Nevertheless, the downsides to McCain are greater in number and in importance for conservative voters. Illegal immigration, an issue that the New England blueblood Republicans wish would just go away, is perhaps one of the topmost priorities for conservatives in the South and West. McCain, with his underhanded attempt to push McCain-Edwards amnesty last summer, differs greatly with voters on the solution for the problem.
Even so, the sum of these transgressions against conservative doctrine does not fully explain the aversion conservatives have to John McCain. Behind all the straight talk, the stories of heroism and the “let’s get it done” mentality, there lies an identifiable strain of contempt. McCain does not reserve it exclusively for the conservative movement; anyone opposed to his warped pragmatism is fair game. The contempt is, nonetheless, a sign that McCain shares with his liberal counterparts a sense of do-goodism, that if only we just all did it his way, our problems would melt away.
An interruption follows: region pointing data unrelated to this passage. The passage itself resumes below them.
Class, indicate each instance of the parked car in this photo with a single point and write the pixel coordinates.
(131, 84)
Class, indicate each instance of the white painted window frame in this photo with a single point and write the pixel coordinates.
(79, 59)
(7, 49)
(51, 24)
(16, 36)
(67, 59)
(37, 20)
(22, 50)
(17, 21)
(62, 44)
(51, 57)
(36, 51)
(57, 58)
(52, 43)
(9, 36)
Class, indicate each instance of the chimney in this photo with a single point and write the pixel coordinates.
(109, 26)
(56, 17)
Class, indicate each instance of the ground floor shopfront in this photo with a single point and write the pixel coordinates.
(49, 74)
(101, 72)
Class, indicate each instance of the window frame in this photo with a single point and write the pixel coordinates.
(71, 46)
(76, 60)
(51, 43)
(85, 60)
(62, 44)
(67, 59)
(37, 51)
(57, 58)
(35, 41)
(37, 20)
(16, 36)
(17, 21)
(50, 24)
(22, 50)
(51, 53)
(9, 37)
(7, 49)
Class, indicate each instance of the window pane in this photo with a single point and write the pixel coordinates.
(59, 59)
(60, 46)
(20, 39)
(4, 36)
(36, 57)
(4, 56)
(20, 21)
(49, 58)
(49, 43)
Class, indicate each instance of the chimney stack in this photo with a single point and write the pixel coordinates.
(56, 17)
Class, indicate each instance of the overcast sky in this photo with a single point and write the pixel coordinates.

What the vehement rejection of his immigration reform from the electorate said to McCain was not that he was out of step with the people, but that the people were out of step with him. Active conservatives, by calling their legislators to demand no amnesty, destroyed what could have been another legislative landmark in his senatorial record, the holy grail of solving the immigration problem that would have propelled McCain to sure victory in November 2008. McCain would be able to serve the people if the people just got out of his damn way.
This leads me back to my initial question. Why, if Americans are so concerned about illegal immigration, did South Carolina, a Southern state with a conservative Republican electorate, give John McCain this victory? McCain won 33 percent of the vote, the lowest percentage victory of any Republican candidate in the primary, indicating the win might not mean what it used to. South Carolina, like many states, also runs an open primary, giving the ability for registered independents and even Democrats the ability to vote in the Republican primary. Perhaps South Carolina Republicans have simply forgotten about the comprehensive immigration reform mess and allowed the media-driven momentum McCain received following his New Hampshire victory to easily sway them.
The most disheartening possibility is that Republicans saw campaign finance reform, comprehensive immigration reform, Social Security for illegal immigrants, global warming legislation and sharp criticism for the running of Guantanamo Bay on McCain’s record and shrugged it off. Maybe Republicans suffer from a political battered wife syndrome, where the party keeps coming back to McCain even when he beats up some of its principles, like national sovereignty and freedom of speech. It’s time for Republicans to stop blaming their conservative ideology and voting for someone who snubs those core beliefs.